LAST December, a group of nine friends were on a minibus in Phuket, Thailand, when the vehicle collided with a motorcycle at high speed before swerving off-road and plunging into a pile of sand.
As smoke streamed from the bonnet, they were extricated and taken to the hospital just in time.
All survived by dint of chance - the outcome could have been graver had the van hit a tree or a house, or else exploded.
I was one of the nine victims.
The crash brought home the realisation that mishaps, when they occur, swoop in suddenly, randomly and unexpectedly - and they are not uncommon.
Just last month, another group of nine Singaporeans were also on a minibus that crashed - this time in New Zealand. The van careened off the highway and plunged down an embankment. Two passengers were airlifted to hospital.
There have been other, fatal cases. With Singaporeans making more trips abroad, the chances of everyone staying safe all of the time can be less likely.
This is not a call to stay at home. But before leaving, precautions that can prevent a bad situation from slipping into a worse one should be taken:
Travel insurance
The cost of this is negligible considering that medical and hospitalisation bills can run into the thousands, as it was for myself and some of my fellow passengers.
Getting the best treatment available - a key consideration when one is hurt in places with widely uneven levels of medical care - costs. Insurance offers peace of mind. Keep the contact number of the insurer and the insurance policy number on your body.
Embassy contacts
If you are hapless and distressed in a foreign land, it makes sense to let the nearest consular authorities know - they have the experience of helping many Singaporeans before you.
After the crash, my friends and I were taken to different village hospitals. The Singapore Embassy in Bangkok helped us circumvent the language barrier by calling the hospital staff on our behalf to find out how everyone was doing.
Later on, they linked us up with Silkair so we could depart on short notice upon being discharged from hospital.

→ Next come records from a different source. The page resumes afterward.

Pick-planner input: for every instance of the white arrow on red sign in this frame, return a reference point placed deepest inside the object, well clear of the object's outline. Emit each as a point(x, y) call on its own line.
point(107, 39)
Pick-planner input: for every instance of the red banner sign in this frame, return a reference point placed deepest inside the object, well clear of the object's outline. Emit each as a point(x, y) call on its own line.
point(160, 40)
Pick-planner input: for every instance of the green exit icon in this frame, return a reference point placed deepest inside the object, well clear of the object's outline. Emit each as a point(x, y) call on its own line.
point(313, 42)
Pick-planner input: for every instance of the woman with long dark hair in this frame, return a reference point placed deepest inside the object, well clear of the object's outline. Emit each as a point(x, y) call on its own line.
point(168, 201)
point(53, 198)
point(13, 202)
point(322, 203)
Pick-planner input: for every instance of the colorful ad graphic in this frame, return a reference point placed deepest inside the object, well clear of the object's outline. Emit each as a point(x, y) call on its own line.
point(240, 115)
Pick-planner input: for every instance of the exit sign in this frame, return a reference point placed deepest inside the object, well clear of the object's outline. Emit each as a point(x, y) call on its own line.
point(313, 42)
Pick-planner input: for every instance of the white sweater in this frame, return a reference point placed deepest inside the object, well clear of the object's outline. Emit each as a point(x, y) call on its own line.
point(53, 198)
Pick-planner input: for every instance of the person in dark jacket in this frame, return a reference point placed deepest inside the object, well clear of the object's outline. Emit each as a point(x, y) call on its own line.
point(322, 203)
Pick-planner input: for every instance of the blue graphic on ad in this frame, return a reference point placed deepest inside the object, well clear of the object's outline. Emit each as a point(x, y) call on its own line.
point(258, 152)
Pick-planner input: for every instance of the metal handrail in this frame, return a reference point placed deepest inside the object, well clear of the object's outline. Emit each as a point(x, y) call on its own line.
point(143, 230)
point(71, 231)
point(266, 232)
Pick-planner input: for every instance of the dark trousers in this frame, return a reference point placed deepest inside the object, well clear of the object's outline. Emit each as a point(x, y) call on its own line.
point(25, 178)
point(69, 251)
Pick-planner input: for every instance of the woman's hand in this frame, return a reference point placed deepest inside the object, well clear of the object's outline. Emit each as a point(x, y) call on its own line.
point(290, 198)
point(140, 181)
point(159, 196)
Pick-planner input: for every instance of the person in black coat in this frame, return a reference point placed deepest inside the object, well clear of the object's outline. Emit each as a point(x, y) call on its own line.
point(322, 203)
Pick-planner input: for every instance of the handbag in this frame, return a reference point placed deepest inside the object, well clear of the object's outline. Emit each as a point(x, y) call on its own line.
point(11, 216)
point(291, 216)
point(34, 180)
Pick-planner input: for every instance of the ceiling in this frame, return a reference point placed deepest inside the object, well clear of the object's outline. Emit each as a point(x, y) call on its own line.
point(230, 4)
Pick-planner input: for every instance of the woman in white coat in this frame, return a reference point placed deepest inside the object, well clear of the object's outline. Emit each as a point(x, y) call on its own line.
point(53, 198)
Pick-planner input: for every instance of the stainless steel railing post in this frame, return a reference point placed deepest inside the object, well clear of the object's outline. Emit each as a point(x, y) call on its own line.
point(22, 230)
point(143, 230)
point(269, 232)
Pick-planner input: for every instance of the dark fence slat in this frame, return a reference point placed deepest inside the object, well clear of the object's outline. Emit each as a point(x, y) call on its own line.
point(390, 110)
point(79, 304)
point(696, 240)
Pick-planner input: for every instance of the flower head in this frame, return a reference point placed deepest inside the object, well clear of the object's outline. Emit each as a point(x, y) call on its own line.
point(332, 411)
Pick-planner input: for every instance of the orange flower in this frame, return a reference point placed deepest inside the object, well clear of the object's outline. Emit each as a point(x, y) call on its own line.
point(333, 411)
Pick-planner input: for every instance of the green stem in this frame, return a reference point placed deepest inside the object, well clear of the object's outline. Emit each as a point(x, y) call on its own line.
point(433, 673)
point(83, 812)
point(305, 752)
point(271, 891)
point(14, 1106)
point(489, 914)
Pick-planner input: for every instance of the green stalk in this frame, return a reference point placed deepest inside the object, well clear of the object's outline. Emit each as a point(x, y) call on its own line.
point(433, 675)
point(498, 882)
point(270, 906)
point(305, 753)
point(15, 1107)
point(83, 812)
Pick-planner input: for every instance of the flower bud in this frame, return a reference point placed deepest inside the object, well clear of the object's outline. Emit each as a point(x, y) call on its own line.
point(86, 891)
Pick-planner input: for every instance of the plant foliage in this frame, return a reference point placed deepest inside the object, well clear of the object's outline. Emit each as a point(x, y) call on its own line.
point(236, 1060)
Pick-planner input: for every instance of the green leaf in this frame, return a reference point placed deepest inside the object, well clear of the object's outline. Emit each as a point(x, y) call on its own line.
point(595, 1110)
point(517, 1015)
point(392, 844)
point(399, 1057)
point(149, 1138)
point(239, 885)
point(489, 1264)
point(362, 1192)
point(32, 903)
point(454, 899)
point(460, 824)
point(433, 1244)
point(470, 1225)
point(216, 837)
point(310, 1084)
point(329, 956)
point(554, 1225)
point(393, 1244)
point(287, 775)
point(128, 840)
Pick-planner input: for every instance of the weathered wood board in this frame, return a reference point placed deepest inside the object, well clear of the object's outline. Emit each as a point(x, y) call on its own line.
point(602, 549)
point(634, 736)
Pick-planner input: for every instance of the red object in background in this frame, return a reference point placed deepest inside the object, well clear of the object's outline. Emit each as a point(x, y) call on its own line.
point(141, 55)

So keep the phone number of the nearest Singapore diplomatic office with you - and register with the Foreign Affairs Ministry before leaving home.
Other measures one can take include:
* Noting the local emergency services numbers.
* If language can be a barrier, having the contacts of locals in the country who can converse in your language and theirs can come in useful.
* Keeping a spare phone, extra mobile phone batteries or a mobile phone charger on you. In the chaos that follows a mishap, it may take a while before you find a power point. In any case, a power socket is useless if one has been separated from the charger and travel adaptor in the luggage. This was the case for my friends and I.
Here or abroad, life is full of what-ifs, so it is impossible to create an exhaustive list of everything that can be done should things go wrong.
But if they do - and when they do - a mastery of what we can control can mitigate the fall-out of what we can't.